Mayor of Chişinău
- In office 1941–1941
- Preceded by: Vladimir Cristi
- Succeeded by: Nicolae Costin

Personal details
- Born: 1893 Botoșani, Romania
- Died: 1994 (aged 100–101) Bucharest, Romania

= Anibal Dobjanski =

Romanian militiaman (1893–1994)

Anibal Dobjanski (Hanibal Orațiu Dobjanski; 1893 – 1994) was a Romanian militiaman who was a colonel in the Romanian Army, former mayor of Chişinău in 1941, and was thus the last mayor of the Romanian administration in Moldovan.

== Biography ==
In the mid-19th century, the Dobjanski's family which is of polish origin has immigrated to Botoșani County (at the time of the Principality of Moldavia). Being from Botoșani, he graduated from the Boys' School no.1 Marchian, then the A. T. Laurian High School. He attended military studies at the Târgoviște Superior School of Cavalry, which he graduated with the rank of second lieutenant.

He is the nephew of Corneliu Dobjanski, a well-known lawyer and magistrate of that time at the Botoșani Court, who also owned an antique building, which is still preserved in the Botoșani.

Dobjanski took part in the war with Bulgaria of 1913 and participated in First World War, starting in 1916 with the rank of lieutenant.

In 1918, he came to Chișinău as a captain. He led the 3 Roșiori Regiment that was located in Chișinău, and then, led 2 Roșiori Regiment "Prunaru", and after a while he returned to the old regiment. For a time he was the Prefect of Lăpușna county.

In 1922, he decided to stay in Chișinău, being proactive in various activities: cultural, sports, elite and so on. He retired in time on the arrival of the Red Army, but in 1941 he returned to the army and was appointed as a Mayor of Chișinău, during that time the city was destroyed by bombings and Soviet commandos. He was released from the position of mayor of Chișinău on 30 September 1944.
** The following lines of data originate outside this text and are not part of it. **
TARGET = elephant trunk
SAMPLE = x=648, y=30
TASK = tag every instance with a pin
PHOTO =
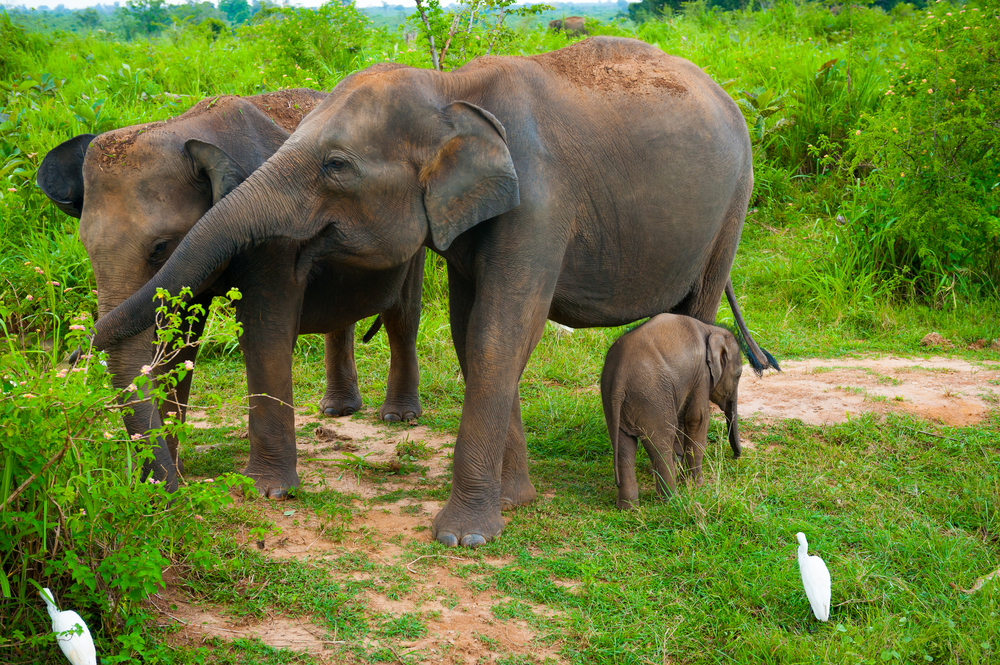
x=733, y=423
x=248, y=215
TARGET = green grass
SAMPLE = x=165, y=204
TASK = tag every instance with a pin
x=900, y=509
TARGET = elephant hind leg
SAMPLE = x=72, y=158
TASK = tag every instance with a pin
x=402, y=324
x=342, y=397
x=703, y=300
x=516, y=488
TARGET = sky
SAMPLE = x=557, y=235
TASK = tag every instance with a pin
x=80, y=4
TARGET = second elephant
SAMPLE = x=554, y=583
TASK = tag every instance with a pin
x=138, y=191
x=571, y=25
x=655, y=387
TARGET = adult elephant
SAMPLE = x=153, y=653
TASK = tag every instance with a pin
x=594, y=185
x=138, y=191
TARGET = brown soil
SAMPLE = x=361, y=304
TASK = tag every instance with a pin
x=613, y=68
x=287, y=107
x=461, y=627
x=442, y=592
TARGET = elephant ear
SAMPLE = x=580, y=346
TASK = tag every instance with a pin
x=718, y=356
x=471, y=178
x=60, y=175
x=212, y=162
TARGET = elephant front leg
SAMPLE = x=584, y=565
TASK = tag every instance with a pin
x=660, y=450
x=494, y=333
x=342, y=397
x=696, y=421
x=516, y=488
x=176, y=405
x=402, y=323
x=628, y=490
x=270, y=328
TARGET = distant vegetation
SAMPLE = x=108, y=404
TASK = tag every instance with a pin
x=876, y=134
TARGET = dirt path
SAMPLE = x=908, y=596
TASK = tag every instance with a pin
x=945, y=391
x=444, y=590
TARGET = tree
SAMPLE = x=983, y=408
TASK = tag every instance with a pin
x=144, y=17
x=237, y=11
x=88, y=18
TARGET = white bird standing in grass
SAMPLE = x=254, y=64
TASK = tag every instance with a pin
x=78, y=647
x=815, y=578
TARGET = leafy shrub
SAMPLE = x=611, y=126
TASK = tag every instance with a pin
x=927, y=185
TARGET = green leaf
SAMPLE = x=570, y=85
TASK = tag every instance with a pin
x=85, y=112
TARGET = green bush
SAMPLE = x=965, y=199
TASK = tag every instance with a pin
x=75, y=514
x=925, y=186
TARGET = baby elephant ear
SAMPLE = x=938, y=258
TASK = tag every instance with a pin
x=215, y=164
x=718, y=356
x=60, y=175
x=471, y=178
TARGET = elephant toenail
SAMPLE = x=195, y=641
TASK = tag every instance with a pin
x=447, y=539
x=472, y=540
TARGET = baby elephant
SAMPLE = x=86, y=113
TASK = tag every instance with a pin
x=656, y=384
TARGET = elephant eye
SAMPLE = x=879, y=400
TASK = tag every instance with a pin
x=158, y=250
x=335, y=164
Dobjanski wrote sketches, literary studies, lyrics and even wrote and edited a book of novels, called "Pages from life." He also published some memoirs about the poet Alexei Mateevici.

== Honours and awards ==
- The Order of the Crown of Romania, in the rank of Officer;
- The Order of the Star of Romania, in the rank of Cavalry;
- The Order of the Crown of Romania, in the rank of Grand Cross.

He donated all his medals got from the front (and not only) in the 80 ', to the Botoșani County Museum.